Nada havendo de suspeito em relação á tuberculose, aconselhei ao doente a operação das amigdalas, logo que passasse o periodo agudo. Aproximadamente 10 dias depois, volta o paciente, bastante melhorado, mas ainda acentuadamente rouco. Resolvi pois extirpar as amigdalas. O laringe prontamente respondeu á intervenção, com a retirada do foco séptico, voltando a voz á sua clareza habitual em 20 dias talvez. Ainda tornei a vir o paciente mais de uma vez no espaço de três meses, não havendo recidiva, nem iminencia dela.
2.º - J. L., 11 anos de edade. Caso perfeitamente identico. Menino com más amigdalas e laringite de repetição, talvez devido a excessos de voz no recreio do colégio. Não havia papiloma. Operado recentemente. A rouquidão desapareceu com surpreendente rapidez.

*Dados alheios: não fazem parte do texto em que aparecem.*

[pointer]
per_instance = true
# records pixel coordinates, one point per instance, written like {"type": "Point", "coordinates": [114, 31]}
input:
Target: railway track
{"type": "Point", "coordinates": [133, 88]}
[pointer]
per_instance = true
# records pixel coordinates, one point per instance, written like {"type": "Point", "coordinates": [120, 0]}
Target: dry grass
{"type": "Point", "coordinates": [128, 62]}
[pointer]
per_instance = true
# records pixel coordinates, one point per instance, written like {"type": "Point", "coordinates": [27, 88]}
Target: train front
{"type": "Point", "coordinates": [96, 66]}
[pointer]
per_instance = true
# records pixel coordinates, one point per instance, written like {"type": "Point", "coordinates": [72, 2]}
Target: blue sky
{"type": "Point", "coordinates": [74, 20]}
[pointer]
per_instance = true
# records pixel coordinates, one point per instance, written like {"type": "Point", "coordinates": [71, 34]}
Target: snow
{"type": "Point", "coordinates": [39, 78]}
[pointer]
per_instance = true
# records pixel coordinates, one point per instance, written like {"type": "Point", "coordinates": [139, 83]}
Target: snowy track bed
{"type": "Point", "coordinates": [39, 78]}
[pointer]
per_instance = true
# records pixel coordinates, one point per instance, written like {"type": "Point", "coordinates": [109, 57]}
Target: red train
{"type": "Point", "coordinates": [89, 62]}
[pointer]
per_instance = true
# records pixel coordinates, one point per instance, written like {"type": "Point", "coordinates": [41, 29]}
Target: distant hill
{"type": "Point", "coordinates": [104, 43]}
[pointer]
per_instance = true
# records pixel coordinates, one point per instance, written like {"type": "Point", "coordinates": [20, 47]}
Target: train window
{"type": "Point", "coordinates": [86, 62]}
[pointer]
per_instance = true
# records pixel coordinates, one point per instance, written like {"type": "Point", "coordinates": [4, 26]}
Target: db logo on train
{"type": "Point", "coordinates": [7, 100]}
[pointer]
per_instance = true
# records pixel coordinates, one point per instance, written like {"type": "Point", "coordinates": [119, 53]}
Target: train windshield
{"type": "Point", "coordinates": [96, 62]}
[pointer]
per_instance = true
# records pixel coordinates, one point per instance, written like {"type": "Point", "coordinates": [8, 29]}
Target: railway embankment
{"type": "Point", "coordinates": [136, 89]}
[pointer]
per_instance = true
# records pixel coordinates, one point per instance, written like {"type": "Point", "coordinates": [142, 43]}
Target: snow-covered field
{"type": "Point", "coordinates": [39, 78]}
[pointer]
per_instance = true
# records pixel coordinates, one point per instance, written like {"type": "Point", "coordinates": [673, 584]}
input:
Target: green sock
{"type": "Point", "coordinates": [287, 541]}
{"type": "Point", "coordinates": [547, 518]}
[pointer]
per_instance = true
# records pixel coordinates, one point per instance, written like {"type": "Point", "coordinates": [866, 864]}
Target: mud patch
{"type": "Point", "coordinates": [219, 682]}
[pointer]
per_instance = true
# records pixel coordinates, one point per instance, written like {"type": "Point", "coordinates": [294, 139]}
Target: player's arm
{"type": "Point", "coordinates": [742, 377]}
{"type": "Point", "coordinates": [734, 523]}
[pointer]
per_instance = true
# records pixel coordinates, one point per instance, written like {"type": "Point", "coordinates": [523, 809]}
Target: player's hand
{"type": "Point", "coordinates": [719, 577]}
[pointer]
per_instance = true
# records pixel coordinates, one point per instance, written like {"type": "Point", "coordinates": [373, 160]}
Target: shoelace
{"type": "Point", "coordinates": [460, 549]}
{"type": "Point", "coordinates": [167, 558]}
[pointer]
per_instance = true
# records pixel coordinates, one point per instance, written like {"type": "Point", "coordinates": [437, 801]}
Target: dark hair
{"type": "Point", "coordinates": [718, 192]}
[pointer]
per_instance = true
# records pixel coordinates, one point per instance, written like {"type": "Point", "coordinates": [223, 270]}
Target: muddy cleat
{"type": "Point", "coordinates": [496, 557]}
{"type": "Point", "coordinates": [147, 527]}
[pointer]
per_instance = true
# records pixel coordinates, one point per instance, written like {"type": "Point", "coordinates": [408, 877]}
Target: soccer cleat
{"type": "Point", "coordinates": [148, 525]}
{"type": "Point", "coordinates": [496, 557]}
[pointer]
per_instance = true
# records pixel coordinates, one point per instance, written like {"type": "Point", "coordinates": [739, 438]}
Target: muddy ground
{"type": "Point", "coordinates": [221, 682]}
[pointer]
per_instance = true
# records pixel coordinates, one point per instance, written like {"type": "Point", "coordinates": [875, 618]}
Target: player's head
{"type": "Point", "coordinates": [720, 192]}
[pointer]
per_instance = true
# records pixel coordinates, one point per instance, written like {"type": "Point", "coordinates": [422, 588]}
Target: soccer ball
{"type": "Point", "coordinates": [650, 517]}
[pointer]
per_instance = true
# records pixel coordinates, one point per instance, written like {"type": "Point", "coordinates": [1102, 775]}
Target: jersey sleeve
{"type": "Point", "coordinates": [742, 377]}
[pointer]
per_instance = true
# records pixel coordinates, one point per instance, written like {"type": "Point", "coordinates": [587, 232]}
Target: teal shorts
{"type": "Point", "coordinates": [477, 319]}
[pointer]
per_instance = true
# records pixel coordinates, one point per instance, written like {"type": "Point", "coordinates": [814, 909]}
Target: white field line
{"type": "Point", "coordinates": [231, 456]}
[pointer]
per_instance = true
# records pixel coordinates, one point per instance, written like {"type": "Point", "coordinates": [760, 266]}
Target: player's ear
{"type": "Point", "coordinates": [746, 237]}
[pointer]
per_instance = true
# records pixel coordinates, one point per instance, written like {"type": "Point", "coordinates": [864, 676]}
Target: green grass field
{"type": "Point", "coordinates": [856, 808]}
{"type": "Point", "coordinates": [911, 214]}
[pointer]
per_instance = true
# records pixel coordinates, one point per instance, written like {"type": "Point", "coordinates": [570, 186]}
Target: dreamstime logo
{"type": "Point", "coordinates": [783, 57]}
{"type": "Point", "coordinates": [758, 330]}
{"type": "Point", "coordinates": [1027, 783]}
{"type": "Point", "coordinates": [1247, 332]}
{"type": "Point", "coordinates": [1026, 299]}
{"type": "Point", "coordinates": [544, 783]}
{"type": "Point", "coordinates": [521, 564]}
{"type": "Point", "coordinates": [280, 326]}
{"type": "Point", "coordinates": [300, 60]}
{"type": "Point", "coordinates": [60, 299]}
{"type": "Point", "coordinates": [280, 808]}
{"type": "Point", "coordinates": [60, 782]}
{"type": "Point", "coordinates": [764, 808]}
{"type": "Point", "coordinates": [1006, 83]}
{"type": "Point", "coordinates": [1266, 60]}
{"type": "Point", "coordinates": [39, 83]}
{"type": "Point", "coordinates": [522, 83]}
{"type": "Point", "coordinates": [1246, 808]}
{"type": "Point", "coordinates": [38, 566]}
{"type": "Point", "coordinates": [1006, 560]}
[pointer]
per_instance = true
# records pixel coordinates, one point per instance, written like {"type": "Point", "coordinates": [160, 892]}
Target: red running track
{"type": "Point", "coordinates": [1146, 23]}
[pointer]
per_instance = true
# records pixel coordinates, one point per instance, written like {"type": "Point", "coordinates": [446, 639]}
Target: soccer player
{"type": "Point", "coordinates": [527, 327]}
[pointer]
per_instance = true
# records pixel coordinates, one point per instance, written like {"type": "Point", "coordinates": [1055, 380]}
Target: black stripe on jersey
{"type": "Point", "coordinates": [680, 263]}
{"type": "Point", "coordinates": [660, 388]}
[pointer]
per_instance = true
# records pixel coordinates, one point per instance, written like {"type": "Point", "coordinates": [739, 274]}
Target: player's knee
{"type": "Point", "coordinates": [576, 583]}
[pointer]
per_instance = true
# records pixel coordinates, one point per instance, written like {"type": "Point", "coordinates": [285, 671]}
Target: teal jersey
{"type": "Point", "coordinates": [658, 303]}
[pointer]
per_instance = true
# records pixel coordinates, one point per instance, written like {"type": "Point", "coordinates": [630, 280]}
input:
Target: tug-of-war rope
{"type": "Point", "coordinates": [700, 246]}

3.º - F. H., residente nesta capital. Paciente sujeito a sinusites hiperplasticas, com recidivas de crises de dores frontais e polipóse. Radiografia dos seios da face revelando opacidade dos maxilares e etinoide, sobretudo á direita, lado em que é bastante intensa. Em março do ano findo, é acometido de laringite com tósse e rouquidão, que perdurou pelo espaço de um mês. Depois de três meses bem, sofre recidiva intensa, que zomba da terapeutica comum. Estadia a beira-mar, por uma semana, sem o menor resultado. É operado pelo Dr. Homero Cordeiro, do seio maxilar e etmoide do lado doente. Começam a melhorar os fenomenos laringêos quatro dias depois da curetagem das cavidades nasais, consolidando-se paulatinamente a cura em cêrca de duas semanas, voltando a voz á sua tonalidade habitual. Detalhe importante: o paciente não abandonou o fumo; a operação já vae para um ano, e apezar de resfriados e alergia nasal, não mais houve rouquidão.
Eis pois, o meu material desta noite; material pobre, sem melhor sedimento, quando centrifugado.
Laringite cronica, fazendo parte do complexo focal, sob dependencia de dentes infectados, dos seios nasais ou das amigdalas, ou, ao contrario, si a lesão se dá de "proche en proche", é assunto passivel de discussão, assim como ha divergencia em saber-se si o bacilo de Koch infecta a laringe via hematogena ou linfatica, ou si é o proprio sputum em contáto com a mucosa. Fato é que infecta. Afastada, porém, a possibilidade bacilar, procuremos causas de cronicidade para as laringites, porque podemos encontra-las e remove-las satisfatoriamente pela cirurgia. Não nos limitemos sómente a proibir o fumo; o fumo será inumeras vezes uma concausa, mas a sua interdição isolada poderá provocar muito desapontamento para o doente e para o laringologista.
(*) Trabalho lido na secção de O.R.L. da Associação Paulista de Medicina em 17 de Agosto de 1938.